Stokes noted that the cost purchasing power from PURPA projects impacts rate payers.  He said if the RECs were attached to the renewable power they purchased, their value would be passed along to rate payers.

But would a change in the law affect plans for new renewable projects?  Does having access to the RECS they generate make renewable projects more marketable?  Richardson noted that the revenue stream from selling the RECS separate from the energy helps other states fulfill their renewable energy obligations under their renewable energy standards portfolios,and keeps small energy developers solvent.

Idaho Business Review will publish a complete story of the round table discussion in its March 23rd issue.

Friday, February 17, 2012

PUC shares PURPA primer and an overview of Renewable Energy Credits



On Valentine’s Day, Idaho Public Utilities Commissioners Marsha Smith and Paul Kjellander briefed the House Environment, Energy & Technology Committee with some background information on the Public Utilities Regulatory Policies Act (PURPA) and Renewable Energy Credits (REC).
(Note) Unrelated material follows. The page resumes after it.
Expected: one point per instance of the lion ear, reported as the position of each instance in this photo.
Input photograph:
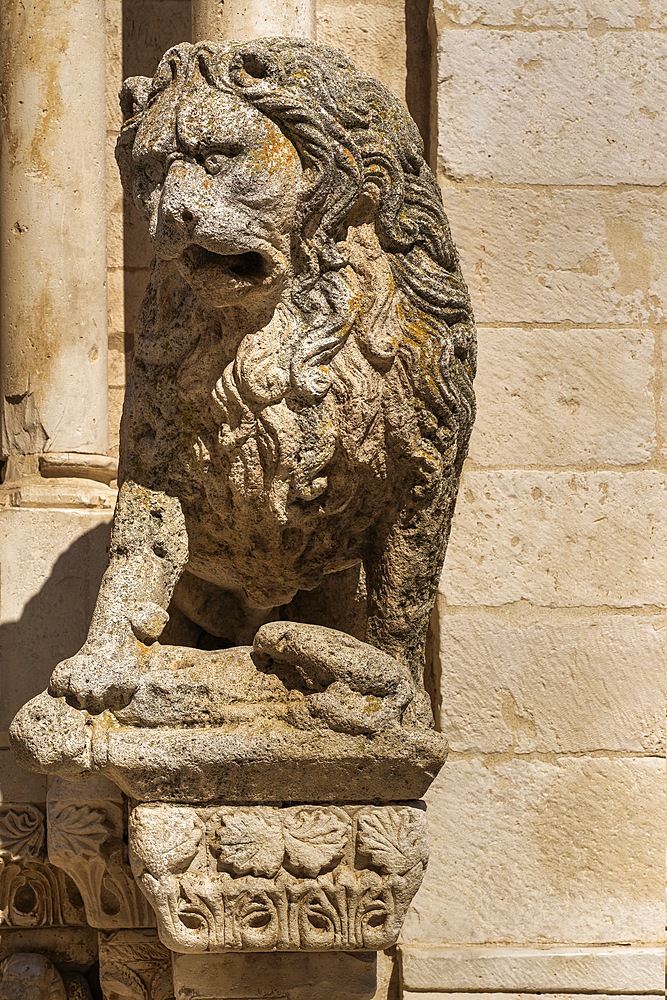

Commissioner Smith discussed PURPA which was passed in 1978 to encourage conservation of electric energy and to promote greater use of domestic renewal energy   The law forced regulated monopoly electric utilities to buy power from other small producers of renewable energy.  The Federal Energy Regulatory Commission (FERC) delegated primary authority to the states.

There are two classed of generation facilities:  small production facilities (like small hydro projects) and co-generation facilities that produce electric power and heat.  Utilities must purchase the power at avoided costs from the generating facilities.

FERC still has primary jurisdiction.  One important factor is what it would cost the utility to build or buy a project; however avoided cost does not take into account federal or state tax credits.  FERC does the rates for wholesale power and the states do the rates for retail sales.

If the utility buys power, the cost is passed through to the ratepayers.  If the utility builds the power source, the cost is passed on through the rates as well as a 10% rate of return.

Commissioner Kjellander reviewed renewable energy credits (RECs) which exist with or without PURPA.  A REC is a piece of paper which represents the equivalent of 1 mw pf power that has been generated by a renewable energy source.  RECs can be sold separately from the project or decoupled.  The question is whether the producer owns the REC or the utility which buys the power gets the REC.

RECs are important when a state has a renewable portfolio standard (RPS) which mandates that utilities must produce a certain amount of power from renewable sources.  Utilities in states with an RPS comply by showing that they are holding enough RECS to meet the standard.

Customers can choose to buy renewable power without a renewable portfolio standard.  The project that produces that power can sell the RECs to someone who needs to comply with an RPS.  RECS are traded through direct transactions or through a broker.  A REC can be used only once.